In illusion of dream he starts to find out his own hope and place with obsession and finds that everything is connected as The Sheep Man (the name suggests a "pastor", that is, a protector) --- other worldly being comments on his life. And this mysterious being exists in --- "a world humans can't see somewhere, out of the elements . Somewhere in between, half shadow".
Following his dream his physical journey and his spiritual quest to find some hope starts in consumerist modern Japan. This society is based on consumption, the waste of natural resources, illusions created by superficiality and moral corruption of the government. The protagonist himself is indulged into it, "After wasting so much pulp and ink myself, who was I to complain about waste? We live in an advanced capitalist society, after all". Being aware of the fact he calls capitalism a "meaningless waste", whereas politicians call it "refinements in domestic consumption". And in his journey he met one after another, one after another but he gets Kiki nowhere.
In the transformed l'Hotel Dauphi the protagonist meets The Sheep Man in the 16th floor where the elevator suddenly stopped. Somehow The Sheep Man is the hope for salvation, happiness and meaning in this increasingly corrupted society of false need. As according to him the protagonist has lost his link and connection and he will try to help him as much as he can to tie up the wounded things and bonding.
Death: a very common wind of Murakami's novels which makes his fiction real. Dance seems no exception. The narrator connects his attachment with death as he seems meeting everyone who is dead like and seems dying. This is no coincidence. Mei, a call girl he visited, Kiki his girl friend died and the more he goes on to search for the meaning of life he gets about death. May be this is how Murakami knits the absurdity of the narrator's life or the fragility of his life.

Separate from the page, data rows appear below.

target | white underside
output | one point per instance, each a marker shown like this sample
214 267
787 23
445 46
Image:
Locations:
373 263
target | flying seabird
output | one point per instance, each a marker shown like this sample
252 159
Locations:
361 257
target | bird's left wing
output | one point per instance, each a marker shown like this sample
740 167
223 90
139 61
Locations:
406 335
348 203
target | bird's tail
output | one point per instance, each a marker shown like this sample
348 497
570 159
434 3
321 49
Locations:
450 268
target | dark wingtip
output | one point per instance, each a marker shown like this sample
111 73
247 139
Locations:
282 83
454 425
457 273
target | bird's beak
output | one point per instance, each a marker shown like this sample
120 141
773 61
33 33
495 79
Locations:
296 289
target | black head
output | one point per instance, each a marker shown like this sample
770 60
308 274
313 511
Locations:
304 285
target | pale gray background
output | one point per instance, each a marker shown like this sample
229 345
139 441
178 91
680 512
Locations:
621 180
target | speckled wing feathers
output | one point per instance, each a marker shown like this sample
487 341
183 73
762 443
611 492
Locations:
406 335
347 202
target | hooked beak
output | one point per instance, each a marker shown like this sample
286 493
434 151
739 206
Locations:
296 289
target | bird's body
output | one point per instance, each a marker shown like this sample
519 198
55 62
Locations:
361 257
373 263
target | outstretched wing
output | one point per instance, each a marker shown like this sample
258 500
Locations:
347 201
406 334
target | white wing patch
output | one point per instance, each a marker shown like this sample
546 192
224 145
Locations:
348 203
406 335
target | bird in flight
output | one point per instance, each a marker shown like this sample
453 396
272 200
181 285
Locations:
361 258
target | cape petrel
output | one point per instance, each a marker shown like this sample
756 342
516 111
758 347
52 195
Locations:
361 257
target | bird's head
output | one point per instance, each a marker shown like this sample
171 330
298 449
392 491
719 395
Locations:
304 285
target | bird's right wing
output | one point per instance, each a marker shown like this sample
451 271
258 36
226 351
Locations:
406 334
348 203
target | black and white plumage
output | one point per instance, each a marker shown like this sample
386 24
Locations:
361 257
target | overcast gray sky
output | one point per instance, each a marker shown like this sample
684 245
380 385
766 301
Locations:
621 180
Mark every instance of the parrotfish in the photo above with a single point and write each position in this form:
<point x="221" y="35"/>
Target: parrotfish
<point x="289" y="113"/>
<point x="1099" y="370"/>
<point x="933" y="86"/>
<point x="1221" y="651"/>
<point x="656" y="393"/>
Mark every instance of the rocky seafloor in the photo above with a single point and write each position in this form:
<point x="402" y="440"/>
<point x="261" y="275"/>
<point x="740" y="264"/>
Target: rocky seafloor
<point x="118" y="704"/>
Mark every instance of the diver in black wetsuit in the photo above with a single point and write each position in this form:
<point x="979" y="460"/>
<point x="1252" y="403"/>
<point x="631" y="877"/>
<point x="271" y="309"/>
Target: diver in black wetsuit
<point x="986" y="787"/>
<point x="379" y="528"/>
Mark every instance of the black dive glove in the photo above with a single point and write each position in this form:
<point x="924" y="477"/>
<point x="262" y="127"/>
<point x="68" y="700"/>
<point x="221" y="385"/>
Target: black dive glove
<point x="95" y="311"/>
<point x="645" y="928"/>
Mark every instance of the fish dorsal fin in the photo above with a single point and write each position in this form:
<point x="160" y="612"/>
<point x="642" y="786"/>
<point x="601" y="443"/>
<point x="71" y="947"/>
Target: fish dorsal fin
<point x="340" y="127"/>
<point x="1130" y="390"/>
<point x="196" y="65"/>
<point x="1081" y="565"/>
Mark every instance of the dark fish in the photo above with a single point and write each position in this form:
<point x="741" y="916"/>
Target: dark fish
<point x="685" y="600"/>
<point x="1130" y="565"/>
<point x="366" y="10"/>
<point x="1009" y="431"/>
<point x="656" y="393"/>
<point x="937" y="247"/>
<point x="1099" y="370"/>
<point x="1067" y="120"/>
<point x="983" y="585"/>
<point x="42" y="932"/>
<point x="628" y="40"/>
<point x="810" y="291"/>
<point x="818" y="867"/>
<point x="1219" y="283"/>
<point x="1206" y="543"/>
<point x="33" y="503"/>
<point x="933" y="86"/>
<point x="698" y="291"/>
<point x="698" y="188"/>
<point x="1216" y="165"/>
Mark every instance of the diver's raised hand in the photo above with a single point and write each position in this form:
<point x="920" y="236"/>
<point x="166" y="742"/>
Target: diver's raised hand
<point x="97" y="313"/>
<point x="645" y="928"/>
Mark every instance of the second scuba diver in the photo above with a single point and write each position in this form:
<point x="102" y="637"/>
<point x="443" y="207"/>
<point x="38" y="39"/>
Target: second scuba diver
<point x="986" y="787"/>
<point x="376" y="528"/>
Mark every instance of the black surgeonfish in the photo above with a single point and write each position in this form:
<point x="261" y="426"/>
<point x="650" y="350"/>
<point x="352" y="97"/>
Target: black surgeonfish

Sense of loss and abandonment, desire of solidity, high regards of love, fetish of a consumer society and parallel search for longing with someone make the novel more inquisitive for the readers. Moreover, dance is a metaphor of performance here. Living the life and stepping-in in life and moving-in life are optimistically portrayed in the canvas of this novel but it shows the dance of humans in a consumer society as well.